But Steve also unpacked some of A.I.’s current limitations for accounting:
- A.I. doesn’t immediately understand business context
- A.I. isn’t ready for regulatory reporting or external audits
- Custom tech stacks often require human judgment and creative problem-solving
- Improperly implemented tools can reinforce silos instead of solving them
As a broker-dealer, Public.com is subject to specific SEC and FINRA regulations, meaning that a significant portion of their workflows related to those regulations can’t be automated just yet. Nevertheless, the company’s accounting operations function is well-positioned to monitor emerging opportunities to leverage A.I. and automation.

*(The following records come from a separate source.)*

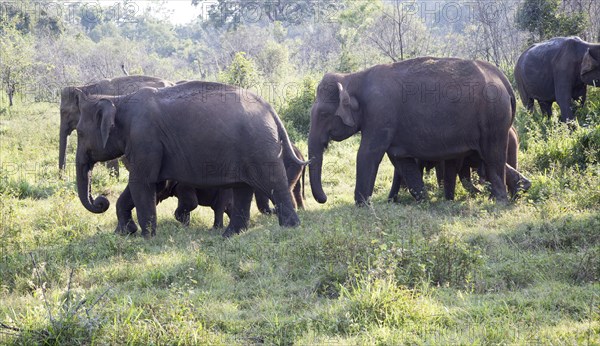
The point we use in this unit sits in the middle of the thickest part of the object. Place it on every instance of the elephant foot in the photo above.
(266, 211)
(290, 221)
(183, 218)
(148, 235)
(127, 229)
(523, 185)
(419, 196)
(229, 232)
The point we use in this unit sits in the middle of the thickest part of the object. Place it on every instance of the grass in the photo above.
(438, 272)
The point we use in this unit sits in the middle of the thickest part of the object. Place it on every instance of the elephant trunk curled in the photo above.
(315, 154)
(84, 174)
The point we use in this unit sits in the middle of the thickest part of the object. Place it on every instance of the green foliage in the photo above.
(296, 114)
(544, 19)
(273, 61)
(241, 72)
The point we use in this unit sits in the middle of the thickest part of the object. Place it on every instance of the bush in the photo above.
(296, 115)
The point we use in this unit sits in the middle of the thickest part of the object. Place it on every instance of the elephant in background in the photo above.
(186, 133)
(430, 109)
(69, 108)
(558, 70)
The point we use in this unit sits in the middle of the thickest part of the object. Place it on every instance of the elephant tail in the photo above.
(287, 143)
(303, 174)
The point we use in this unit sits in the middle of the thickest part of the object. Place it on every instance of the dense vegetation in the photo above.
(437, 272)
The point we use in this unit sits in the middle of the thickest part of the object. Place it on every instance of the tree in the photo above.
(16, 64)
(241, 72)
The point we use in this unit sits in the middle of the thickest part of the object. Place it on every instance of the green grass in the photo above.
(437, 272)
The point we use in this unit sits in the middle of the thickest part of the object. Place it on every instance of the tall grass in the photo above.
(437, 272)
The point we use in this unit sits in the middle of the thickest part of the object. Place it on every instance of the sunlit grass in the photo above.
(438, 272)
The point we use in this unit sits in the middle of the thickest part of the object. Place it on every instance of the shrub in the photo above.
(296, 114)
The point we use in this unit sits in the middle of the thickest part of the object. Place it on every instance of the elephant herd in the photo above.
(218, 145)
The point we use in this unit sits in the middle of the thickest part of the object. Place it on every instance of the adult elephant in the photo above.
(294, 172)
(430, 109)
(558, 70)
(220, 200)
(69, 109)
(186, 133)
(514, 179)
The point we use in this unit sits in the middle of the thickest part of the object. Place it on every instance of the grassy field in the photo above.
(438, 272)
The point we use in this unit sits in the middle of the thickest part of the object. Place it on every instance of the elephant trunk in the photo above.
(62, 147)
(315, 155)
(84, 174)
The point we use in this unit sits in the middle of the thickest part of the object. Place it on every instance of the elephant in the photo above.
(430, 109)
(558, 70)
(220, 200)
(514, 179)
(187, 133)
(69, 110)
(293, 172)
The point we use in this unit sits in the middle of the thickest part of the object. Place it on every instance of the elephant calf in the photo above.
(447, 177)
(220, 200)
(186, 133)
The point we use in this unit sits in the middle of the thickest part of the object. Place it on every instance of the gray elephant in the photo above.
(294, 172)
(558, 70)
(514, 179)
(220, 200)
(187, 133)
(431, 109)
(69, 109)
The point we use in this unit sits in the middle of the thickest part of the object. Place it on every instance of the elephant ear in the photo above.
(107, 112)
(348, 105)
(588, 63)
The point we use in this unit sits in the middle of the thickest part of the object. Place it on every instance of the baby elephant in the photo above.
(293, 171)
(220, 200)
(446, 172)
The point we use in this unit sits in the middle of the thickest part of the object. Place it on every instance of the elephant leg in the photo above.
(262, 203)
(450, 171)
(495, 161)
(516, 181)
(144, 198)
(218, 218)
(125, 205)
(464, 174)
(529, 104)
(440, 173)
(240, 215)
(413, 176)
(397, 182)
(546, 107)
(563, 98)
(367, 165)
(187, 201)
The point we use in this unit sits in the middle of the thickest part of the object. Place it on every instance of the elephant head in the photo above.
(69, 116)
(96, 122)
(334, 115)
(590, 67)
(69, 106)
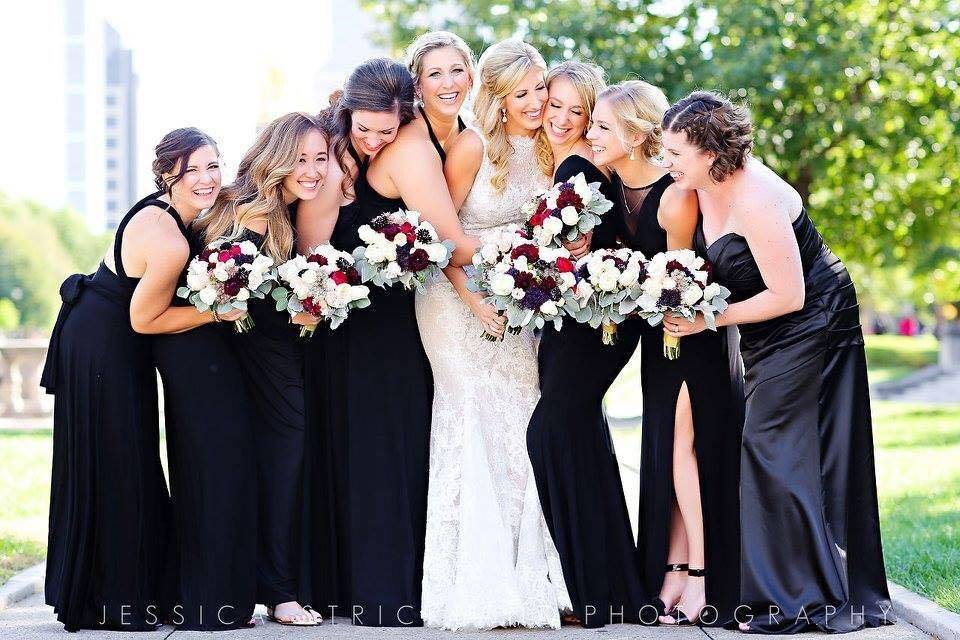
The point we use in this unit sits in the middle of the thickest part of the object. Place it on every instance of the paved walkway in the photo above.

Why Companies Are Investing in Accounting Operations
The benefits of accounting operations are clear. The function is becoming an increasingly important differentiator for companies like Public.com, where accounting operations has unlocked:
- Faster close cycles without compromising control
- More automation that actually fits the business
- Tighter collaboration with IT, product, and FP&A
- Stronger audit readiness and internal visibility
- Less manual work and happier team members
These are not abstract or far-flung outcomes. They’re the result of team alignment, strategic planning, concrete improvements to workflows, and use of platforms like Numeric that support visibility, consistency, and accountability.

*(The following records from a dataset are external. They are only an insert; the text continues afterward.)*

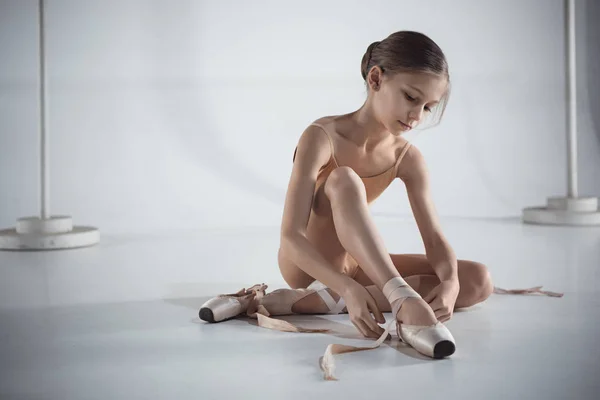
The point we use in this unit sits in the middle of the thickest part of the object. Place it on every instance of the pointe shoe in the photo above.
(435, 340)
(228, 306)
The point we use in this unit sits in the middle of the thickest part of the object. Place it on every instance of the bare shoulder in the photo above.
(413, 167)
(313, 149)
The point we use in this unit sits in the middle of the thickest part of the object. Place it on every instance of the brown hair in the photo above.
(408, 51)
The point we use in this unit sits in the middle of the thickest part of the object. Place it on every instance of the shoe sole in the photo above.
(206, 314)
(443, 349)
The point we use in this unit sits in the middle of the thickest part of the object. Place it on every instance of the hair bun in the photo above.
(364, 67)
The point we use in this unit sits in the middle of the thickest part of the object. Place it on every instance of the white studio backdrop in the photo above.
(185, 114)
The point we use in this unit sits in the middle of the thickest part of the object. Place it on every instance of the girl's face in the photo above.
(405, 99)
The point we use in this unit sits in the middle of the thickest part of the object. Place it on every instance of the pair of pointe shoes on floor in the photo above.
(434, 341)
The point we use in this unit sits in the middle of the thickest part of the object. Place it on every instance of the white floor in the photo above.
(119, 321)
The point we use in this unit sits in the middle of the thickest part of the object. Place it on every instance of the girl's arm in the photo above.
(312, 153)
(413, 172)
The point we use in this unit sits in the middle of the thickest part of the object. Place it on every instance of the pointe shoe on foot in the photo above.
(228, 306)
(434, 340)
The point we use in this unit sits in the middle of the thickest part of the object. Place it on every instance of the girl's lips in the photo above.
(407, 127)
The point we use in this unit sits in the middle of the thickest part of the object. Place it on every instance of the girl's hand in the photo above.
(360, 305)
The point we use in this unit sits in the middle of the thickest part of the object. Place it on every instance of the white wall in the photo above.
(183, 114)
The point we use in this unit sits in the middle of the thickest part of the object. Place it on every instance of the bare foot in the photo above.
(415, 311)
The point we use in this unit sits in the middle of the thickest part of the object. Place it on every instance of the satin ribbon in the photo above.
(327, 361)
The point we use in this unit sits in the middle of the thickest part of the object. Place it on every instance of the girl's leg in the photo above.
(474, 278)
(358, 234)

In any company, finance teams shouldn’t have to rely on spreadsheets and tribal knowledge. Accounting operations gives teams the structure they need to meet deadlines, deliver insights, and support the business in real time.
Final Thoughts
Modern accounting is smarter, more collaborative, and scalable by design. Accounting operations makes this a reality by giving accountants the tools to move from data prep to decision support. Accounting operations also creates the structure needed for automation to actually work, and it upgrades the month-end close process from an ad hoc process into a valuable source of insights.
Public.com’s journey shows what’s possible. With the right supporting function in place and the right tools in hand, accounting can become a force multiplier for the business.
As Steve put it, accounting operations is the track the train runs on. Once it’s in place, the whole company moves faster.